University woes plague teachers

According to an online survey, it has been established beyond doubt that the temporary teachers work for longer hours as compared to the regular teachers, handle excessively high workload as well as are allocated the vaguest of courses that have been introduced as part of the four-year-undergraduate-programme (FYUP).

The survey further revealed that ovr 48 per cent of the ad hoc teachers worked beyond the stipulated 18 lectures per week, and often they become the dumping grounds of teaching work that the regular (with permanent positions in the University) teachers do not want to take up. Over 70 per cent of the ad hoc teachers handled more than 20 lectures a week, a classic case of exploitation of ‘cheap labour’ in the academy. To make matters worse, over 40 per cent of the ad hoc teachers are one with PhDs or postdoctoral fellowships under their kitty, and they can easily move abroad to pursue their academic or research interests, but they have far chosen not to do that. Clearly, recruitment of more teachers to fill up the vacancies that have been around for years is not a priority for the university, although the DUTA has been making it a rallying point.

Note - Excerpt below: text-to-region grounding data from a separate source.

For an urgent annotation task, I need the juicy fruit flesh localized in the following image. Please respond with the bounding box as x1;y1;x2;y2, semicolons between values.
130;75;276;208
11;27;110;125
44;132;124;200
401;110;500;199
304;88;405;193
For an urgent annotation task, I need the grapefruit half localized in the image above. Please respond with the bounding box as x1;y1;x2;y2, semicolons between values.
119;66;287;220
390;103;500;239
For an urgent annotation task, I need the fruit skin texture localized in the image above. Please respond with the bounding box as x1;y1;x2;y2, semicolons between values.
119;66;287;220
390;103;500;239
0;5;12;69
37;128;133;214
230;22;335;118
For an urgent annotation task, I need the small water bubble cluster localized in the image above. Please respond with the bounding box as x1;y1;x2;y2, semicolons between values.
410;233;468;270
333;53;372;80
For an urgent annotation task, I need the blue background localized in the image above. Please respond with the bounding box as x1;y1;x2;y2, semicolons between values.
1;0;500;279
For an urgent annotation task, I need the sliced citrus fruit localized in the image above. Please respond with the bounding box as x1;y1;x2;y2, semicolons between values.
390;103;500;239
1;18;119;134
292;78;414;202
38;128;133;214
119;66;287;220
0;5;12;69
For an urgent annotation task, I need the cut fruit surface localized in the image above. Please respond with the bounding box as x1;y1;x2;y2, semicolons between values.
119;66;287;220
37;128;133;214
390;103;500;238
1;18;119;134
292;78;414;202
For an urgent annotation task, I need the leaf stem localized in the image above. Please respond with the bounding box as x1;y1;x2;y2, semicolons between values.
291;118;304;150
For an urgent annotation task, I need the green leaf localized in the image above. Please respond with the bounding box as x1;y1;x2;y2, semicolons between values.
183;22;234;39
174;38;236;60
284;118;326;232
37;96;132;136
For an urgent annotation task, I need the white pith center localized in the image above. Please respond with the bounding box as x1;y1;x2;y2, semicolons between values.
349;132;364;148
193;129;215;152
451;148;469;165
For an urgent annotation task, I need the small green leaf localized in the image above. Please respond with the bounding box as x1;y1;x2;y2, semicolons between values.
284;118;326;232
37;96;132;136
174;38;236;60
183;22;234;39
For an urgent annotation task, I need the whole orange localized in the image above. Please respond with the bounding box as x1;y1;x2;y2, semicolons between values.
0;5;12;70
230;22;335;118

Evidently, the university administration has much in common with those who run the clothing industry in Bangladesh or the electronic gasdet-manufacturing industry in China. They simply want to have cheap labour and not improve the working conditions. The university of Delhi has made the ad hoc teachers into its backbone, as it were, relying on this 50 per cent of all teaching positions, to carry out the maximum work. It is a shame that even though the teachers have been working for three to four years, postponing important life decisions such as marriage, pregnancies, or taking up long-term research, the university has refrained from granting them permanent positions, despite there being seats to fill up.